Razer hat es mit Project Christine in größerer Form und mit Ölkühlung bereits versucht, jetzt bringt es Acer auf den Markt: Ein PC, der sich mit in sich geschlossenen Modulen erweitern lässt. Revo Build soll mit Einsteiger-Hardware den Büro- beziehungsweise HTPC-Nutzer ansprechen, der Basis-PC orientiert sich an Intels NUCs. Dieser wird auf den Namen M1-601 getauft und beherbergt das Mainboard mit Prozessor und Arbeitsspeicher.

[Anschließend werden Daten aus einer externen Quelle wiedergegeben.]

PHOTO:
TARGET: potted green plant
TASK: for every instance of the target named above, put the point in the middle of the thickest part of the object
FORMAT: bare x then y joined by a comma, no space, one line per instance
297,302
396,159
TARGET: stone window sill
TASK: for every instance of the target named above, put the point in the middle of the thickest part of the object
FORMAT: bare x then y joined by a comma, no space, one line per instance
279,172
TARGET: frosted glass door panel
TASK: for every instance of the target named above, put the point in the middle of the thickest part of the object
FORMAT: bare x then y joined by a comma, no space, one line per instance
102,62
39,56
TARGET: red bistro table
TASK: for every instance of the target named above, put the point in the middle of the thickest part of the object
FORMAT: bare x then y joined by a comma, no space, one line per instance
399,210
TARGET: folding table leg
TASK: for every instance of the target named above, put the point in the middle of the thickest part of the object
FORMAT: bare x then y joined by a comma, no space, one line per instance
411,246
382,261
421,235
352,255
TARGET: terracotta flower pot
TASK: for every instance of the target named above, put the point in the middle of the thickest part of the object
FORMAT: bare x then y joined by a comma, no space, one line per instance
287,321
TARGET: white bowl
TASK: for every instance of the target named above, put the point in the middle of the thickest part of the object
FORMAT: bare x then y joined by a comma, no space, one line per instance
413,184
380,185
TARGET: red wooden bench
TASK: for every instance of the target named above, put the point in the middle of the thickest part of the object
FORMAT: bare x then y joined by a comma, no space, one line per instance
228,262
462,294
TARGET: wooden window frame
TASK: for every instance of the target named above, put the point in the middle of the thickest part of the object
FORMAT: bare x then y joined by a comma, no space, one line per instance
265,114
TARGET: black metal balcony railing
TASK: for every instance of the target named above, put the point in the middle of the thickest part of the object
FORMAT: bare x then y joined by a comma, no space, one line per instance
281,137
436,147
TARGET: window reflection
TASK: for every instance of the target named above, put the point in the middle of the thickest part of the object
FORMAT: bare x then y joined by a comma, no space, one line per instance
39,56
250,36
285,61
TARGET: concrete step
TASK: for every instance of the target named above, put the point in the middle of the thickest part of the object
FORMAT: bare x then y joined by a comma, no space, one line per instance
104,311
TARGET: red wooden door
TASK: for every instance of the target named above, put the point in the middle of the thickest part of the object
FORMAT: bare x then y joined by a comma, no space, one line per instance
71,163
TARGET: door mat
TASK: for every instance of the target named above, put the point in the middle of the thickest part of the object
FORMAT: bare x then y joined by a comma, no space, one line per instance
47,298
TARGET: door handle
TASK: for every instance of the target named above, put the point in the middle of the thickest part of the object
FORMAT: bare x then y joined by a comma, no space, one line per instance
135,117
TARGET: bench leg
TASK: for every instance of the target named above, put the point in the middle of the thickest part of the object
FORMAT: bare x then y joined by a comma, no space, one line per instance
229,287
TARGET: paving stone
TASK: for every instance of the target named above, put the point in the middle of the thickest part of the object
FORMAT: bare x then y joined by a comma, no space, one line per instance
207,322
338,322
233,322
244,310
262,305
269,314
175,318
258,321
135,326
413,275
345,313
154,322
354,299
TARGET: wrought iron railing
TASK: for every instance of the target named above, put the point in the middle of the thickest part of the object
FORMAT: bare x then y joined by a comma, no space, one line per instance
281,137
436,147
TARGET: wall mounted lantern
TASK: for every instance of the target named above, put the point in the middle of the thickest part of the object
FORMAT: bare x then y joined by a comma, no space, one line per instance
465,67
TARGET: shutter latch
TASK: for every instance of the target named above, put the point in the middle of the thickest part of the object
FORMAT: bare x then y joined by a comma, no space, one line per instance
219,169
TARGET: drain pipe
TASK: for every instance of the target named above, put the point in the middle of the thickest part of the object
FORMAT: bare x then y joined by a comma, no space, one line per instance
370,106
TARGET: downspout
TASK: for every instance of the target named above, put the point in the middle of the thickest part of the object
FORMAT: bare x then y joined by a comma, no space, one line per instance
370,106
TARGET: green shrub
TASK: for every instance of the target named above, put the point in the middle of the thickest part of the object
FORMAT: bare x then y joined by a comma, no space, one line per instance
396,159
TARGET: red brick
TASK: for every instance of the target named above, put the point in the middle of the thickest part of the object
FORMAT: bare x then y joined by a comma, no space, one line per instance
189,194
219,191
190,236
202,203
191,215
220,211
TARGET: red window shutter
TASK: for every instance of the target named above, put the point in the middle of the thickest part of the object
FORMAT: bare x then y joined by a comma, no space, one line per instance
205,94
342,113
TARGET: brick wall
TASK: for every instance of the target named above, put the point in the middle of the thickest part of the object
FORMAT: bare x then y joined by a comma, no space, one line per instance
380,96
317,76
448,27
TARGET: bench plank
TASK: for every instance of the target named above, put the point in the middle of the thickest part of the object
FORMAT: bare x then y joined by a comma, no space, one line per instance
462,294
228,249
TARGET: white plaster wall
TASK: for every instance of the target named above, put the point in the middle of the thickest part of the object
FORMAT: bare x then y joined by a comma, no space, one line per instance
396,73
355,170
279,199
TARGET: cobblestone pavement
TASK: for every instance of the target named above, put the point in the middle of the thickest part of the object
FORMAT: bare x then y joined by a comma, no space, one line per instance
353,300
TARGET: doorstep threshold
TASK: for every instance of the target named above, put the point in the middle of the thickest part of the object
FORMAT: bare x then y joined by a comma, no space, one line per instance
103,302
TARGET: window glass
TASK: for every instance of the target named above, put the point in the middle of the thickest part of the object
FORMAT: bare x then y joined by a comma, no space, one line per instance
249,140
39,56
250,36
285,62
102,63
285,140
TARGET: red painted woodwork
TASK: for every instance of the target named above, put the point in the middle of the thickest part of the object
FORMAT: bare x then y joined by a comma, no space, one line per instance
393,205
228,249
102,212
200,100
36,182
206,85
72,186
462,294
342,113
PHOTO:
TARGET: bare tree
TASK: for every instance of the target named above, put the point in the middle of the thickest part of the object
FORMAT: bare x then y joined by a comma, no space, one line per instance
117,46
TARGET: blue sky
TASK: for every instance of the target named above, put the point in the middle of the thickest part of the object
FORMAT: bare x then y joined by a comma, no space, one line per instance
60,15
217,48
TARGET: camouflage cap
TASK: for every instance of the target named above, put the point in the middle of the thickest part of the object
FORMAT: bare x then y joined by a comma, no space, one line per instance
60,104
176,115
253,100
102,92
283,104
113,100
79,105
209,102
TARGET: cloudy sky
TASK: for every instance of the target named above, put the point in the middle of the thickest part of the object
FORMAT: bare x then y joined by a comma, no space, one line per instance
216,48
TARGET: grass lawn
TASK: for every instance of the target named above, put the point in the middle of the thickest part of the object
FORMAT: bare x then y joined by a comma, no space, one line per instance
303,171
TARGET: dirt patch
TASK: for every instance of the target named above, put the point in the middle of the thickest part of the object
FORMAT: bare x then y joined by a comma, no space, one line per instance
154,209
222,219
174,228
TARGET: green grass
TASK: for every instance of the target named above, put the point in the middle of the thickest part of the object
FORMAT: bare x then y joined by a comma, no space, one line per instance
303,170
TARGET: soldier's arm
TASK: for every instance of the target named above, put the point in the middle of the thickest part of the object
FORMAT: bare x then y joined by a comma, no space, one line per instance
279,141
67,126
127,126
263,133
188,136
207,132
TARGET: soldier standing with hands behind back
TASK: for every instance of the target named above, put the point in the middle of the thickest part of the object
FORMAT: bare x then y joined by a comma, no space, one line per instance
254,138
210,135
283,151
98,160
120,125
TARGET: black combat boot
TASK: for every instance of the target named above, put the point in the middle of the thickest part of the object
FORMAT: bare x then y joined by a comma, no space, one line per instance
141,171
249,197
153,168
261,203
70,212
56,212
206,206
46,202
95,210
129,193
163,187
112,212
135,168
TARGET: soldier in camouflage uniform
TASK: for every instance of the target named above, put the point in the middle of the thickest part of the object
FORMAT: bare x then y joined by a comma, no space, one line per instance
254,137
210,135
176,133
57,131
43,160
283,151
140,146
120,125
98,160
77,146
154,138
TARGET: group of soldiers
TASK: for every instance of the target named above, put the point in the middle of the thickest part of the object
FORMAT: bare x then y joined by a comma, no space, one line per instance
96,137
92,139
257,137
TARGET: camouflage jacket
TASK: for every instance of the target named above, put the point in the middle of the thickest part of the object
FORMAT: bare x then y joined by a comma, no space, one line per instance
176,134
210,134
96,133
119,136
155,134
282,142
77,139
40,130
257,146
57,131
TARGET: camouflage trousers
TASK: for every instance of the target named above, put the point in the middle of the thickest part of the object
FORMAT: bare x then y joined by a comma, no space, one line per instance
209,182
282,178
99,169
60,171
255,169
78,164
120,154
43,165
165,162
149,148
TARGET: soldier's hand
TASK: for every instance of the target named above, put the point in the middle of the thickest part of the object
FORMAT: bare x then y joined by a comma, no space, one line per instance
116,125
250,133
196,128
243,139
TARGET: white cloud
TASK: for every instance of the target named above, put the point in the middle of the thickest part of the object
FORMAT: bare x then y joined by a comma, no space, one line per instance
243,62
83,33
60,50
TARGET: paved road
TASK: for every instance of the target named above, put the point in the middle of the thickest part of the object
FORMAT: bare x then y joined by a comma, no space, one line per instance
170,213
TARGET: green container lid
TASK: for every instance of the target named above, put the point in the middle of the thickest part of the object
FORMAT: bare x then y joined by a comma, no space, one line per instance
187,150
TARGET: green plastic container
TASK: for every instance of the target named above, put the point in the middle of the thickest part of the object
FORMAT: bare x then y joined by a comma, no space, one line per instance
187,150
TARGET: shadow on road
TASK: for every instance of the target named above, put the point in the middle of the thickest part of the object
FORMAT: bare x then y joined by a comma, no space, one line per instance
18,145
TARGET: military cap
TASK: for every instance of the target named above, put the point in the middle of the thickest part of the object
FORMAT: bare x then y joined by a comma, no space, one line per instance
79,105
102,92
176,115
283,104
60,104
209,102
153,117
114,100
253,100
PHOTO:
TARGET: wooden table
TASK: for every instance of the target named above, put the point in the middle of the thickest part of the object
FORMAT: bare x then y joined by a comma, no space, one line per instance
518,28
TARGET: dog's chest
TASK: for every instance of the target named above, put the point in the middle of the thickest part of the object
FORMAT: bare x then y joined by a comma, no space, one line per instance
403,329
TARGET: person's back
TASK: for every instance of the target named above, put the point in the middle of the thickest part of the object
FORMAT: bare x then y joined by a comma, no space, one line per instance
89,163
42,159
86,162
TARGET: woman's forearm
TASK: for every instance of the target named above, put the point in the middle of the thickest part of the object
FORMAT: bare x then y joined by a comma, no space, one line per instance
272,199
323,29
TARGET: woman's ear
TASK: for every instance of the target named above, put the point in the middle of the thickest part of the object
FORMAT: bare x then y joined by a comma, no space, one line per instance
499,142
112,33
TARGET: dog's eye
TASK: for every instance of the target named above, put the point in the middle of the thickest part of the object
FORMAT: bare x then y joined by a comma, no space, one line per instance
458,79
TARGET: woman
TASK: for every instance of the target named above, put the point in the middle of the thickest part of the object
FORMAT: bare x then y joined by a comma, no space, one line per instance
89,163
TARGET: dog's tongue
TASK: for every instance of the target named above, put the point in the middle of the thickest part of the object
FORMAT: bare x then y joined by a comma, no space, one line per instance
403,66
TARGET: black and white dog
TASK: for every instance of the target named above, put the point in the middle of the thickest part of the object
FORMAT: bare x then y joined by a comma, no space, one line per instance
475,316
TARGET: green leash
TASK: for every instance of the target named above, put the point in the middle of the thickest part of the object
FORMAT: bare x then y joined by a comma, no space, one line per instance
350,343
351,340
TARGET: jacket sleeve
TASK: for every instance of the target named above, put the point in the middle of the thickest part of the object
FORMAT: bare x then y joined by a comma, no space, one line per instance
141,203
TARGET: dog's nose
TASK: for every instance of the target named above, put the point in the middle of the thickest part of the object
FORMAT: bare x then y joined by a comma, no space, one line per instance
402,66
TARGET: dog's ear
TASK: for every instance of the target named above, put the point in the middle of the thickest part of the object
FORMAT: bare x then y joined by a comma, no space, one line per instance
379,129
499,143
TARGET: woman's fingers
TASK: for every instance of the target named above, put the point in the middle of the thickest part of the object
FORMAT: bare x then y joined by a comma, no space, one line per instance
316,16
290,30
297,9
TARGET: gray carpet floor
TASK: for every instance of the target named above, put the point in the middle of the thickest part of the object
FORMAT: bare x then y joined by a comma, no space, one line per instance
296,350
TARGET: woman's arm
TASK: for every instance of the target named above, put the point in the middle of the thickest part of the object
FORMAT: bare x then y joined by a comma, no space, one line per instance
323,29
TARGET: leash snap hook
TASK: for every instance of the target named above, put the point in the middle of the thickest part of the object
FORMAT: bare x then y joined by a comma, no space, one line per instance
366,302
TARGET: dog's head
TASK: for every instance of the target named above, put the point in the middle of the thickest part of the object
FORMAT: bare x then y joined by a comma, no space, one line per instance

Die Rede ist von einem Pentium oder Celeron mit bis zu 8 GiByte DDR4-Speicher, der sich über eine Wartungsklappe erweitern lässt. Das RAM lässt nur eine Skylake-Plattform als Basis zu, wahrscheinlich kommen festverlötete CPUs aus dem Mobile-Bereich zum Einsatz. Standardmäßig wird die integrierte GPU genutzt, die Bilder zeigen allerdings auch ein Modul für eine dedizierte Grafikkarte. Wie das Interface dafür realisiert wird, gibt Acer noch nicht an. Die Zusatzmodule werden per Magnetmechanismus in Form von Pogo-Pins verbunden, Kabel sind dafür nicht notwendig. Vorerst wird es Boxen für Festplatten, Audio-Lösungen (zum Beispiel Kopfhörerverstärker) und kabellose Ladestationen geben. Letztere müssten ganz oben platziert werden, um beispielsweise ein QI-fähiges Smartphone darauf ablegen zu können.
Das Angebot an Modulen soll in der kommenden Zeit sukzessive ausgeweitet werden. Das M1-601-Basissystem soll Ende Oktober ab 230 Euro an den Start gehen. Die letztendliche Verfügbarkeit wird dann von Intels Lieferungen an Skylake-Prozessoren abhängig sein.